Learning is one of the most fascinating aspects of culture and civilization. There is inevitably a tendency to learn about ourselves but not about others. Anyone who was not a Greek was a barbarian. The Romans built Hadrian’s wall to keep the so-called barbarians from Scotland at bay. The Chinese built a wall around their culture for similar reasons. Yet the memorable civilizations have been precisely those which transcended that limitation. Aristotle became one of the greatest persons of all time because he commissioned his best student, Alexander the Great, to help him learn about things in Persia, India and wherever he went. The library at Alexandria tried to collect learning from all known cultures. Arabic culture became great when a caliph at Gundishapur sent emissaries to the west to collect Greek and Roman culture. Today, the Vatican, Herzog August Bibliothek, British Library, Bibliothèque Nationale de la France, and Library of Congress are the greatest libraries of the world precisely because they did not limit themselves to learning only about their own culture.

These thoughts churned as I walked to the bus station. I wondered about the size of the gap between analog and digital knowledge. As a computer geek it's easy to fall under the illusion that everything interesting or relevant can be found with Google and persistence. But I suspect those five libraries hold vastly more knowledge, and vastly more important knowledge than anything Google can scour with its spiders. As we charge toward digital and away from analog knowledge, how much will we leave behind?
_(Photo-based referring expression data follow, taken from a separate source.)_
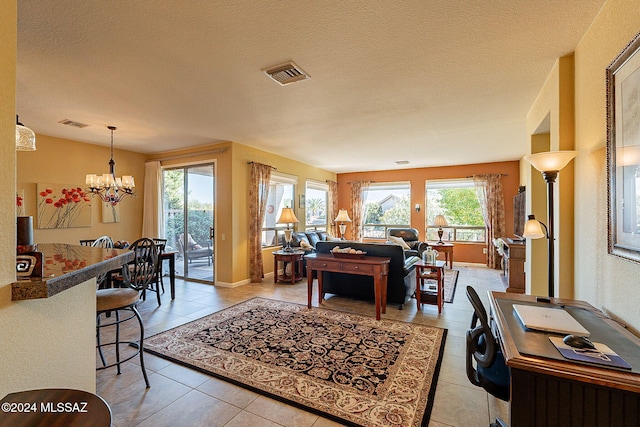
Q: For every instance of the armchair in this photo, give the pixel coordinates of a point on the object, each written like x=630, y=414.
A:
x=410, y=238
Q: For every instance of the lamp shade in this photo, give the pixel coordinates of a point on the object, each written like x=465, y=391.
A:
x=440, y=221
x=25, y=137
x=551, y=160
x=533, y=229
x=343, y=216
x=287, y=216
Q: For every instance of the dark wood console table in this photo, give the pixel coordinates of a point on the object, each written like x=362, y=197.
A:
x=548, y=390
x=376, y=267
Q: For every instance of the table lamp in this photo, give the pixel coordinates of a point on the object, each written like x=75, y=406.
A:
x=440, y=221
x=342, y=217
x=287, y=217
x=550, y=163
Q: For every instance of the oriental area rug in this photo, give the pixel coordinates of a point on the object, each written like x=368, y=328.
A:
x=343, y=366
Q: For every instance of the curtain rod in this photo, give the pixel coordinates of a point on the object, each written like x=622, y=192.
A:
x=272, y=167
x=182, y=156
x=501, y=174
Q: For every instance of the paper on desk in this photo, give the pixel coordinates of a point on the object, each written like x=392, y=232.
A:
x=602, y=355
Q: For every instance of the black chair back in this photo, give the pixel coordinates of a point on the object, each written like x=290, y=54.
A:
x=142, y=270
x=490, y=371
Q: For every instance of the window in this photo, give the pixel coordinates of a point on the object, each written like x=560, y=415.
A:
x=386, y=206
x=458, y=202
x=281, y=195
x=316, y=200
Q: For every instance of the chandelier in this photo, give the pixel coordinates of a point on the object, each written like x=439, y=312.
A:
x=110, y=189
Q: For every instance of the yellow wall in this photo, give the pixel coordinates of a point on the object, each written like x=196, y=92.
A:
x=61, y=161
x=48, y=342
x=555, y=103
x=466, y=252
x=606, y=281
x=232, y=201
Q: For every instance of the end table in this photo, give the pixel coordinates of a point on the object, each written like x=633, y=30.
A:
x=430, y=271
x=293, y=257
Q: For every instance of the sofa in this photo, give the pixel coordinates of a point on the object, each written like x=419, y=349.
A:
x=412, y=245
x=400, y=282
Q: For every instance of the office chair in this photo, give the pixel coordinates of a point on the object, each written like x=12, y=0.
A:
x=490, y=371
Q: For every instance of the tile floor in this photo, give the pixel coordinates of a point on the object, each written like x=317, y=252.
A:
x=181, y=396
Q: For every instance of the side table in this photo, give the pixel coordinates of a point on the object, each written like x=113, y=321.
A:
x=293, y=257
x=426, y=271
x=446, y=248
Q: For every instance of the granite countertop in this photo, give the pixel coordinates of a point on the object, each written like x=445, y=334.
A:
x=66, y=266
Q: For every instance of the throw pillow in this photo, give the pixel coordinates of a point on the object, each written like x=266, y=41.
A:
x=399, y=241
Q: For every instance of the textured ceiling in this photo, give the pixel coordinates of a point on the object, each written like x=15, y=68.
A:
x=431, y=82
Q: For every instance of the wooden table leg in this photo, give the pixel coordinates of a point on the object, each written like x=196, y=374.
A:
x=309, y=286
x=440, y=288
x=172, y=275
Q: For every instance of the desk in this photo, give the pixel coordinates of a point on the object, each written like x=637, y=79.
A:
x=558, y=392
x=446, y=248
x=425, y=271
x=293, y=257
x=376, y=267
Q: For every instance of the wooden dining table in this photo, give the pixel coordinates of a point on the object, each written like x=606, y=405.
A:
x=165, y=255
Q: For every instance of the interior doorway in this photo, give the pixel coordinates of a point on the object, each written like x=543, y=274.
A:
x=189, y=219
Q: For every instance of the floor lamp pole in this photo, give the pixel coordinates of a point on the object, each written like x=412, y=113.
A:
x=550, y=178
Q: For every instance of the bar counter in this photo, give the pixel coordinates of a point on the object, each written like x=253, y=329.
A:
x=66, y=266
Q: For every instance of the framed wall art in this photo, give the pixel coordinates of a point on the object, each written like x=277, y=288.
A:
x=623, y=152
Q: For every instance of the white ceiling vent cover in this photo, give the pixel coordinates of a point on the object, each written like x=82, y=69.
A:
x=286, y=74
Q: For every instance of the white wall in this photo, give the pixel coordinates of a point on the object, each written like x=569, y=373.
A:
x=607, y=282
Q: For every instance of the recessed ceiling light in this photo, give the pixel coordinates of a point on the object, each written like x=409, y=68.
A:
x=285, y=74
x=68, y=122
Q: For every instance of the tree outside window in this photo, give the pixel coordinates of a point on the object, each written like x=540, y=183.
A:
x=458, y=202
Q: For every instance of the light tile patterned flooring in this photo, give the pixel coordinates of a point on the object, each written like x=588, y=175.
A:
x=181, y=396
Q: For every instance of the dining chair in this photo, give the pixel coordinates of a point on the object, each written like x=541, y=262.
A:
x=161, y=245
x=104, y=242
x=136, y=277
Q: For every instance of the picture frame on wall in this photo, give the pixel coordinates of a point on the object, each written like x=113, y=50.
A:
x=623, y=152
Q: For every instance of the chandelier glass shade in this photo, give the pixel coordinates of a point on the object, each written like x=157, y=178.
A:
x=25, y=137
x=107, y=186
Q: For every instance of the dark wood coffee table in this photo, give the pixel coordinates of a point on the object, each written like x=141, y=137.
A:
x=376, y=267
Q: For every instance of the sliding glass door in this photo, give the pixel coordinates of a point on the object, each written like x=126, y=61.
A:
x=189, y=206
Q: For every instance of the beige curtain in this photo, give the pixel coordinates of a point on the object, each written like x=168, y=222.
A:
x=152, y=222
x=332, y=208
x=491, y=198
x=358, y=189
x=258, y=194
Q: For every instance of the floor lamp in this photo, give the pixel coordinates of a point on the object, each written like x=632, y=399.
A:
x=550, y=163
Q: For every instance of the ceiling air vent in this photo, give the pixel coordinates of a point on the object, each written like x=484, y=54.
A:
x=286, y=74
x=68, y=122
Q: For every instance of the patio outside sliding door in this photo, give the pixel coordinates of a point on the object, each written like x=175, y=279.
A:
x=189, y=206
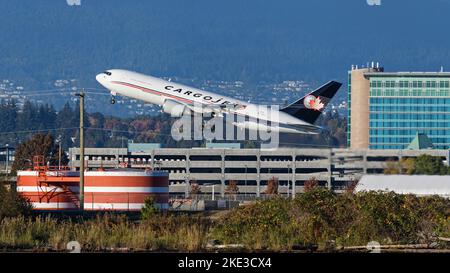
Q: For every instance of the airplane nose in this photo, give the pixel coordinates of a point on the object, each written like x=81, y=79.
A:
x=100, y=78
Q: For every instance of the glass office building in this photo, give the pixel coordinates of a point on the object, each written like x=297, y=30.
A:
x=400, y=105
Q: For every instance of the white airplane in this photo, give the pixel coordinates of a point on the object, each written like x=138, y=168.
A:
x=177, y=100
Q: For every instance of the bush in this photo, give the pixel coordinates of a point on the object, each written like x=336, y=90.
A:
x=149, y=210
x=12, y=204
x=320, y=216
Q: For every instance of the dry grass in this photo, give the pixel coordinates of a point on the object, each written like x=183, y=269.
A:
x=172, y=233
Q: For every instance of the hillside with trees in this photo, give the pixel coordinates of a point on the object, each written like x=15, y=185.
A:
x=21, y=123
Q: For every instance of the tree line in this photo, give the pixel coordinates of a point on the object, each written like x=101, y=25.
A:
x=20, y=123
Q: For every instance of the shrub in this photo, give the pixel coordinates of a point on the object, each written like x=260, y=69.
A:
x=12, y=204
x=149, y=209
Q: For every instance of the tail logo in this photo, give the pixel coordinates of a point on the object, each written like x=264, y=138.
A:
x=314, y=103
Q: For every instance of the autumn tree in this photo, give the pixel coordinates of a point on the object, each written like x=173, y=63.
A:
x=39, y=144
x=195, y=188
x=311, y=184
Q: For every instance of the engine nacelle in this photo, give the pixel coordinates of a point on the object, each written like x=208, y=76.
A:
x=175, y=109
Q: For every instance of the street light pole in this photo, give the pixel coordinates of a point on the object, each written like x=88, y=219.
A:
x=81, y=95
x=7, y=158
x=245, y=180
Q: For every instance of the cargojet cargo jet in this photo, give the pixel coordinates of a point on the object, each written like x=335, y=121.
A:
x=178, y=100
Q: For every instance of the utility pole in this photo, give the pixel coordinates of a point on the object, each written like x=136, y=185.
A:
x=59, y=152
x=81, y=95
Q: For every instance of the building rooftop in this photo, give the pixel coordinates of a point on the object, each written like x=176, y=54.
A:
x=421, y=141
x=406, y=184
x=407, y=74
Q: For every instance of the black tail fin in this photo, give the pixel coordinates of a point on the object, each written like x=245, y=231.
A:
x=311, y=106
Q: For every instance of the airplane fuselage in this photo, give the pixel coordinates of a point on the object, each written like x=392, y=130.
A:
x=166, y=93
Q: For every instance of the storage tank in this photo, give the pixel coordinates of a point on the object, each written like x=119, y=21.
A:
x=123, y=190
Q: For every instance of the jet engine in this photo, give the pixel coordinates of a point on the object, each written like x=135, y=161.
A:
x=175, y=109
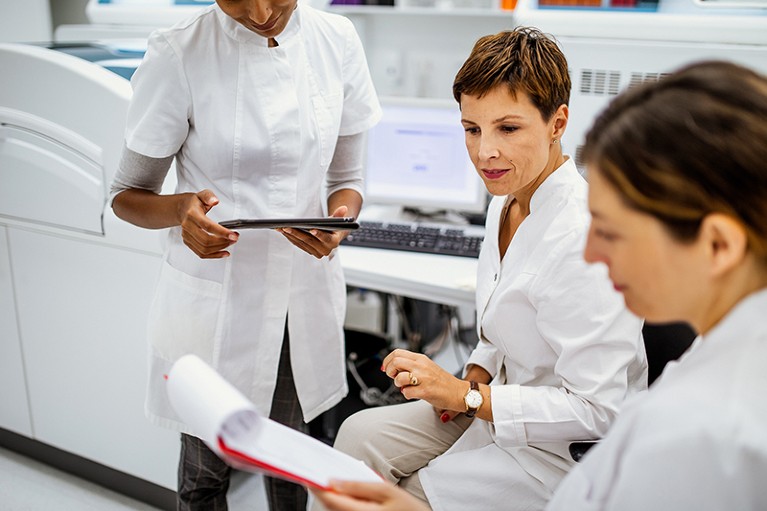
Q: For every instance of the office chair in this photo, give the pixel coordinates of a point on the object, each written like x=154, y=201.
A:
x=663, y=343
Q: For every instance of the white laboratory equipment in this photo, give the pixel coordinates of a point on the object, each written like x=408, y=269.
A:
x=76, y=281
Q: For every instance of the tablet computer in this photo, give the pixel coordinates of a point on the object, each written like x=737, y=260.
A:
x=322, y=223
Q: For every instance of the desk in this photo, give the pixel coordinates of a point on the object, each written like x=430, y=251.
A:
x=448, y=280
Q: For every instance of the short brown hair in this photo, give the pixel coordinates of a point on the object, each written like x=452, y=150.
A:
x=691, y=144
x=524, y=59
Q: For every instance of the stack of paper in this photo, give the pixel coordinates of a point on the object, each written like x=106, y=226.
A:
x=230, y=425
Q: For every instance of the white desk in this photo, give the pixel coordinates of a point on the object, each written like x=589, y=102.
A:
x=434, y=278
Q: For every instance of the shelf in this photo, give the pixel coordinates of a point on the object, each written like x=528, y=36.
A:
x=376, y=10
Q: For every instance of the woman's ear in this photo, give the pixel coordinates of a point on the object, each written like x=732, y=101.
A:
x=726, y=242
x=560, y=118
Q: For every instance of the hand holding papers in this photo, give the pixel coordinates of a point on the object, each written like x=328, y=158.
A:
x=230, y=425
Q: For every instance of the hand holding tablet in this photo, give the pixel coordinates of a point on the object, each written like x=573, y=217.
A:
x=322, y=223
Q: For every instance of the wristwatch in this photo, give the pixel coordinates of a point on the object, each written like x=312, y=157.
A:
x=473, y=399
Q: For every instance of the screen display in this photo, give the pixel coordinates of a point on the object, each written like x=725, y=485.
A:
x=417, y=158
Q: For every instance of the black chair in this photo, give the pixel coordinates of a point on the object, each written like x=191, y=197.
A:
x=663, y=343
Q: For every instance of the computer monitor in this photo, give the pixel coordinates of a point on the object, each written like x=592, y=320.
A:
x=417, y=158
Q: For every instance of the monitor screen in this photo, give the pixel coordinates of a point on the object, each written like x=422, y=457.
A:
x=417, y=158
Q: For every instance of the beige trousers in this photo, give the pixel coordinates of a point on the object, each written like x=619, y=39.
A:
x=399, y=440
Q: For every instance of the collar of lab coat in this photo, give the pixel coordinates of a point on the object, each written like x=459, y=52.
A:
x=243, y=35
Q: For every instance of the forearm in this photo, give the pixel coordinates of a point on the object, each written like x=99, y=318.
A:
x=149, y=210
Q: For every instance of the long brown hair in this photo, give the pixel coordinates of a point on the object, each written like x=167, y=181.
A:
x=691, y=144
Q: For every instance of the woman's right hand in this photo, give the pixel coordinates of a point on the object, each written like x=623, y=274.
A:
x=202, y=235
x=357, y=496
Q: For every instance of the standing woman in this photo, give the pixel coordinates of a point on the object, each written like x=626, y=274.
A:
x=263, y=105
x=558, y=351
x=678, y=195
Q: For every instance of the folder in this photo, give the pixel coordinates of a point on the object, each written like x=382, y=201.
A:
x=232, y=427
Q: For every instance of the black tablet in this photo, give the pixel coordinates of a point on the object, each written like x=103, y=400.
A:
x=322, y=223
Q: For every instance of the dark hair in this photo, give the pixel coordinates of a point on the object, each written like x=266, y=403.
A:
x=524, y=59
x=693, y=143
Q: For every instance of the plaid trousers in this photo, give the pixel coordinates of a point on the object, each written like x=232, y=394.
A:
x=203, y=479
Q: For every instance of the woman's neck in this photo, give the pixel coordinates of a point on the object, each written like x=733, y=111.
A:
x=731, y=289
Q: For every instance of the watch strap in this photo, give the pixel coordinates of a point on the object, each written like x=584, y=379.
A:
x=470, y=412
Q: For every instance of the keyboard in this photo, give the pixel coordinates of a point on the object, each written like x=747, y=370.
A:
x=416, y=237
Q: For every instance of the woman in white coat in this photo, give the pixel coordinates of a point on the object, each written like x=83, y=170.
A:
x=558, y=352
x=678, y=193
x=263, y=104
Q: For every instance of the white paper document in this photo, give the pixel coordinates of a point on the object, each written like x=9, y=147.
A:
x=230, y=425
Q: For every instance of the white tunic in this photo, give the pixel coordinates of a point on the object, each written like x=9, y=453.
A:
x=258, y=127
x=564, y=351
x=697, y=441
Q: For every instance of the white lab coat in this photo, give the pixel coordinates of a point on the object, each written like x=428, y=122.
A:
x=258, y=126
x=697, y=441
x=564, y=352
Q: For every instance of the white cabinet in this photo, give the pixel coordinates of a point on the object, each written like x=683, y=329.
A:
x=14, y=402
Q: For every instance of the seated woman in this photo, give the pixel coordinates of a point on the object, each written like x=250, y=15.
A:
x=558, y=351
x=678, y=193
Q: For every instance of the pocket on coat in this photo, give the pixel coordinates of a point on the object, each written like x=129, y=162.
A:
x=184, y=315
x=327, y=114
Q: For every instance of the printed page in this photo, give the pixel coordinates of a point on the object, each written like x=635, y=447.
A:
x=230, y=425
Charles Miller blogged about Etherial Memory

I am increasingly finding that the Internet is my swap-space. I've stopped remembering "things", and started keeping a catalogue of references to things. If I find I need the information, I have enough recollection of where to find it that I can access the Internet and swap it back into main memory. Luckily, I have a really good associative memory for context, which helps me come up with the Google search I need to track down data I've otherwise swapped out.

This sentiment is remarkably similar to lessons I learned by osmosis while working with Veltman. For millennia, scholars have been teaching the next generation of scholars how to navigate libraries and museums and how to document one's travels for future generations.

What we computer geeks are doing is mostly abandoning that legacy and reinventing it in digital form. Libraries are driven by meta-data. There are many, many systems to categorize books. In the US we use Library of Congress or Dewey. There are dictionaries to help one learn the terminology and jargon of different fields. There are indexes of major works. Bibliographies. Footnotes. Secondary literature. Encyclopedia. Meta-data by the ton. Veltman would like to encapsulate the millennia of scholarly meta-data navigation skills into a tool for the common man.

Juxtaposition

These thoughts were turning over in my mind. About a block away I noticed a fire truck turning into the bus station. Moments later I saw the express bus I was hoping to catch leaving the station in an unusual direction. As I approached I could see the fire fighters hosing down the bus's usual exit. The driver of the slow bus to Denver explained that someone had jumped off the top of the parking garage to their death. Thinking about what they were cleaning off the pavement sent a shudder down my spine.

I've been thinking about suicide and terrorists a lot lately. My instincts tell me that our fight against terrorism is completely backwards. Israel offers a continuing demonstration that force is ineffective in stopping enemies who are willing to kill themselves to make their point. I've heard the rumors about how Palestinian suicide bombers are considered martyrs and somehow earn points for their families in heaven. But humans have strong survival instincts. Suicide requires more than just a holy purpose -- in order to override their survival instinct people have to be deeply despaired and more scared of living than they are of dying. Adding violence on top of violence only increases the despair. It would be more effective to find ways to foster hope and reasons to live.